Biologists have figured out how ostriches lost their ability to fly

Modern flightless birds have resulted from changes in the fine-tuning of the genes that control the growth of bones and limbs.

Four of the five modern squads of ratites and at least three extinct unite birds incapable of flight and lacking a bone keel on their chests, to which the powerful muscles of their wings are attached to the flying. The ratites include ostriches, kiwi and emus. Judging by the results of the new analysis, they lost their ability to fly, not due to certain mutations in DNA, but due to changes in gene regulation, and this happened several times throughout their evolutionary history. About this team of Harvard biologist Scott Edwards (Scott Edwards) writes in an article published in the journal Science.

In fact, mutations change the structure and properties of the encoded proteins, or even completely violate their production. At the same time, the same protein can perform a wide variety of functions in different tissues and cells, therefore, its loss often turns out to be too dangerous. On the other hand, regulatory changes allow thinner “adjust” the work of DNA, genes and proteins, with far less danger to the life of the organism as a whole. It happened, apparently, and the ancestors of the modern ratites.

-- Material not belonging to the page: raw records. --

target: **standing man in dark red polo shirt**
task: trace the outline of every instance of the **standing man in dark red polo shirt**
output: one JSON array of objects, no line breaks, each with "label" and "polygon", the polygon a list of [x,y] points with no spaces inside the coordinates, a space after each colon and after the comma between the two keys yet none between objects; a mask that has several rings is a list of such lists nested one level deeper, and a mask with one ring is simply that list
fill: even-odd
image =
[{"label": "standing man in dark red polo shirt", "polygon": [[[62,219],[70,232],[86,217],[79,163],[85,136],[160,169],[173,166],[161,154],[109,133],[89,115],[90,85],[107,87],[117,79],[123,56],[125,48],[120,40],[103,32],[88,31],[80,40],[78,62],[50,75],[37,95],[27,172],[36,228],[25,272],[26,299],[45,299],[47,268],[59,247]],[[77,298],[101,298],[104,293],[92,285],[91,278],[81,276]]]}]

Scientists have deciphered the genome of 11 birds, including eight ratites, and also used the already available DNA data of several flightless and 25 flying species. Then they determined the mass of regulatory DNA regions common to these birds — a total of over 280 thousand were found, and 2355 fragments of them differed in that in ratites changes in them accumulate faster than in the rest. It seems that they are responsible for the loss of ability to flight and everything connected with it.

The authors note that these “suspicious” regulatory fragments are often located close to the genes that control the development of bones and limbs, and apparently control their activity. In fact, the flightless birds are characterized by a decrease in the size, or even the complete disappearance of a number of bones necessary for flight, including the keel and others. Scientists have shown that the gene that triggers the development of wings in chicken chickens is really “turned on” if you attach the regulatory section of the flying bird tinama to it. But it does not work with a similar regulatory area borrowed from a non-flight nandu.

According to the authors, all this indicates a relative ease with which a loss of flight can occur. Apparently, the ancestors of the ratites experienced this process at least three, and possibly five times throughout their evolutionary history.